The keystone security posers at the Transportation Security Administration (TSA)are at it again humiliating, degrading and delaying countless travelers due to TSA's harebrained security schemes.
How many terrorists have the keystone security posers uncovered in the 13 years of TSA's existence and with billions of passengers screened?

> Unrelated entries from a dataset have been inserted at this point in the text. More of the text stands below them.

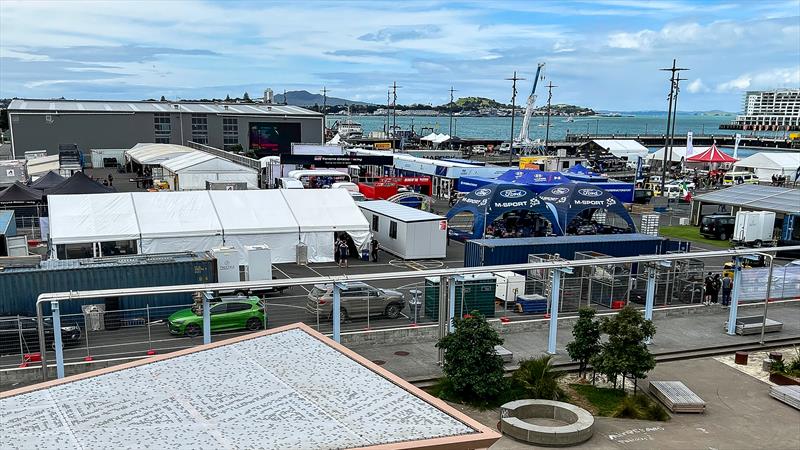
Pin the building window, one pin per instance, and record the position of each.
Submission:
(163, 127)
(230, 132)
(200, 128)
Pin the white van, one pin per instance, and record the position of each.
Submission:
(289, 183)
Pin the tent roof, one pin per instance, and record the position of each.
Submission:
(325, 210)
(176, 214)
(712, 155)
(771, 160)
(19, 193)
(91, 218)
(154, 154)
(47, 181)
(79, 183)
(253, 211)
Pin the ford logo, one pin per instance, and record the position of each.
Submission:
(590, 192)
(513, 193)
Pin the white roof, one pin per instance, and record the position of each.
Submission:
(154, 154)
(253, 211)
(397, 211)
(111, 107)
(622, 147)
(197, 161)
(290, 387)
(92, 218)
(325, 210)
(771, 160)
(175, 214)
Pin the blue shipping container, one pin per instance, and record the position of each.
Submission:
(20, 287)
(495, 252)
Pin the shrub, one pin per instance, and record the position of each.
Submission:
(473, 369)
(538, 379)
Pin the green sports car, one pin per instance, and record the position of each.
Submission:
(247, 313)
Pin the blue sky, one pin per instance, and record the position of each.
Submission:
(603, 54)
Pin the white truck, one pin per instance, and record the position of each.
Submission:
(753, 228)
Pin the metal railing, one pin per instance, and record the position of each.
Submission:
(297, 305)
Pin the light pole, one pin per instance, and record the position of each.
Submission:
(514, 80)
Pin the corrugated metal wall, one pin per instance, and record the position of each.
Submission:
(19, 289)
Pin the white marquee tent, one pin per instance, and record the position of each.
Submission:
(164, 222)
(766, 164)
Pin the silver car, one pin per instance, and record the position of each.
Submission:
(358, 300)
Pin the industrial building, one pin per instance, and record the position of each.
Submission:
(265, 128)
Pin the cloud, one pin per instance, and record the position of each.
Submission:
(697, 86)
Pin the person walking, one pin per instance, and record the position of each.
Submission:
(727, 287)
(374, 246)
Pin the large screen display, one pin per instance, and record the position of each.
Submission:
(270, 139)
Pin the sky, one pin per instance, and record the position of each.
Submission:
(603, 54)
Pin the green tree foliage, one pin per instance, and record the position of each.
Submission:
(586, 342)
(471, 365)
(625, 353)
(538, 379)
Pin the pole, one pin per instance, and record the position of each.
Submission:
(550, 87)
(554, 294)
(57, 335)
(769, 292)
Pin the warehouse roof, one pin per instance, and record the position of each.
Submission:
(128, 107)
(289, 387)
(755, 197)
(397, 211)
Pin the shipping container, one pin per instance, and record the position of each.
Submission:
(20, 287)
(495, 252)
(476, 292)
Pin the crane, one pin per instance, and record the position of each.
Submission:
(523, 132)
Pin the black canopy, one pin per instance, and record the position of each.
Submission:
(79, 183)
(48, 181)
(20, 194)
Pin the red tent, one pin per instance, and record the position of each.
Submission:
(712, 155)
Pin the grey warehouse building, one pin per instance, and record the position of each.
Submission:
(94, 124)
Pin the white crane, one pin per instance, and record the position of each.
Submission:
(524, 137)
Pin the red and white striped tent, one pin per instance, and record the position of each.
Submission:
(712, 155)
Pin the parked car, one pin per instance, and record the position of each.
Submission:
(358, 300)
(717, 226)
(240, 313)
(27, 331)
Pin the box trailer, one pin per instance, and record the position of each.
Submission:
(753, 228)
(495, 252)
(406, 232)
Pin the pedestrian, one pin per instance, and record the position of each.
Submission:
(717, 288)
(374, 245)
(727, 287)
(708, 289)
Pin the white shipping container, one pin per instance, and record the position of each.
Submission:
(509, 286)
(753, 227)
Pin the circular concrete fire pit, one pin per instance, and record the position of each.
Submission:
(546, 422)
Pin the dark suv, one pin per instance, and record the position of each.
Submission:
(717, 226)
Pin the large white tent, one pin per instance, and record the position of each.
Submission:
(164, 222)
(767, 164)
(190, 171)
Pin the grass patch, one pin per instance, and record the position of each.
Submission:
(609, 402)
(690, 233)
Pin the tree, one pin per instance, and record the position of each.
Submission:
(471, 364)
(587, 339)
(539, 379)
(625, 353)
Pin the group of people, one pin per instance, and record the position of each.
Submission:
(714, 284)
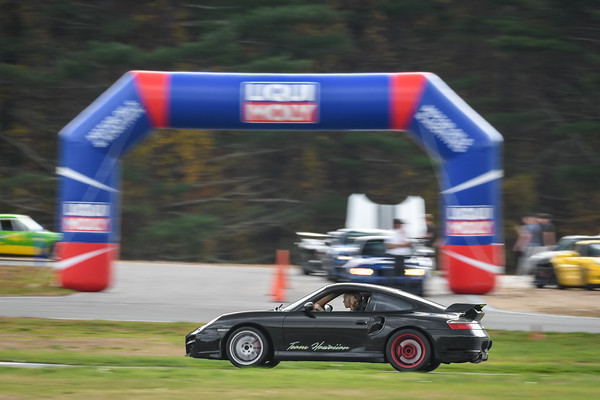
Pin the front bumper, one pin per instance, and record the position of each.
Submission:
(205, 344)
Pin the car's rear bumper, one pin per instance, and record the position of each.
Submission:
(463, 349)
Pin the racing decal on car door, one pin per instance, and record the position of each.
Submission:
(318, 346)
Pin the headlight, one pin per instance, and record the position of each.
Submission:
(361, 271)
(414, 272)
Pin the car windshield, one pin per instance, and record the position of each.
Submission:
(594, 250)
(30, 224)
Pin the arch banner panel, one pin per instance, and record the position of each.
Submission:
(468, 148)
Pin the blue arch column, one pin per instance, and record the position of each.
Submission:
(467, 147)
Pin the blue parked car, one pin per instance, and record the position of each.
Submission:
(342, 248)
(369, 263)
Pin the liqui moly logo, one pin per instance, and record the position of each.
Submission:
(114, 125)
(85, 217)
(280, 102)
(470, 221)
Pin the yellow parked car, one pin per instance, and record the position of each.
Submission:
(22, 236)
(580, 267)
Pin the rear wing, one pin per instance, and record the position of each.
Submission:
(469, 311)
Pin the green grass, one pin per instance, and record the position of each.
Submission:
(133, 360)
(23, 280)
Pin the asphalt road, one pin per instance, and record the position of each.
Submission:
(165, 292)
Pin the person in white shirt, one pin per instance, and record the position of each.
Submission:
(398, 245)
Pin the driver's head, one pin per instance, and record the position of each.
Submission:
(352, 300)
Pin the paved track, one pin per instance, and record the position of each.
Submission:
(198, 293)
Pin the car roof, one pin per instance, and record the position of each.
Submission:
(367, 238)
(351, 286)
(589, 241)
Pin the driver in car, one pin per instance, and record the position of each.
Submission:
(352, 301)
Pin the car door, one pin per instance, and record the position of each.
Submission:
(336, 334)
(325, 335)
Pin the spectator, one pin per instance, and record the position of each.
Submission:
(528, 243)
(548, 230)
(431, 235)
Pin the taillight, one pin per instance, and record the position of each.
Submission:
(463, 325)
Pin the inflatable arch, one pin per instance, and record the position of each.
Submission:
(468, 148)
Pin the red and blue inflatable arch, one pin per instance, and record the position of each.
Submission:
(467, 147)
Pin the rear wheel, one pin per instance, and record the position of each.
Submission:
(409, 350)
(433, 364)
(247, 347)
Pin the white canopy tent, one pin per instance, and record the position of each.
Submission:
(362, 213)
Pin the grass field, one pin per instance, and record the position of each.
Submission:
(133, 360)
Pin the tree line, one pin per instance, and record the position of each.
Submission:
(529, 67)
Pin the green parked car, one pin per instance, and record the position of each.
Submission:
(22, 236)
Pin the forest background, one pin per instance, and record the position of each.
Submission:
(529, 67)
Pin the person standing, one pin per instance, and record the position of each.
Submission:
(548, 230)
(430, 236)
(528, 243)
(398, 246)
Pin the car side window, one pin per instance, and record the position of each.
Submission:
(6, 225)
(382, 302)
(374, 248)
(19, 226)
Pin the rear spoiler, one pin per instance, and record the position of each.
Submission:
(469, 311)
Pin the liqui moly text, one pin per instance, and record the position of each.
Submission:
(85, 217)
(280, 102)
(470, 221)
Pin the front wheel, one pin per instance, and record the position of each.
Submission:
(247, 347)
(408, 350)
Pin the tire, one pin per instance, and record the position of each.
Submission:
(247, 347)
(408, 350)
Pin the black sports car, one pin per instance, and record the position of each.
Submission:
(358, 322)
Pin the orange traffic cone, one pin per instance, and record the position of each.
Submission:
(278, 287)
(283, 261)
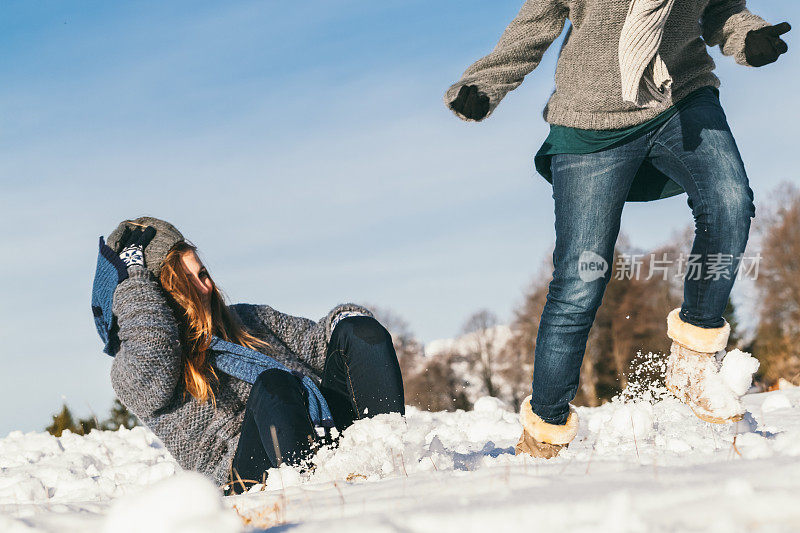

None as in zip, zing, nada, zilch, zero.
Do away with the Transportation Security Administration, critics implore. It's all just security theater, useless measures meant to make people feel safe. No terrorist plot has ever been stopped by the TSA, they insist.
TSA Administrator John Pistole has heard all the criticism of his agency — created after the Sept. 11 terrorist attacks and charged with screening more than 630 million fliers per year. Pistole acknowledges TSA has made mistakes, and continues to adjust its policies and techniques to protect U.S. travelers.
http://www.latimes.com/business/la-fi-travel-briefcase-20140804-story.html
In May, the Government Accountability Office released a report noting that SPOT's annual cost is more than $200 million and that as of March 2010 some 3,000 behavior detection officers were deployed at 161 airports but had not apprehended a single terrorist
http://www.slate.com/articles/news_and_politics/explainer/2010/11/does_the_tsa_ever_catch_t errorists.html
TSA doesn't have a clue about security but they sure do have humiliating, degrading and delaying travelers down pat.
TSA also apparently knows how to spend our tax money better than we do funding countless boondoggles such as but not limited to:
Screening of Passengers by Observational Techniques (SPOT)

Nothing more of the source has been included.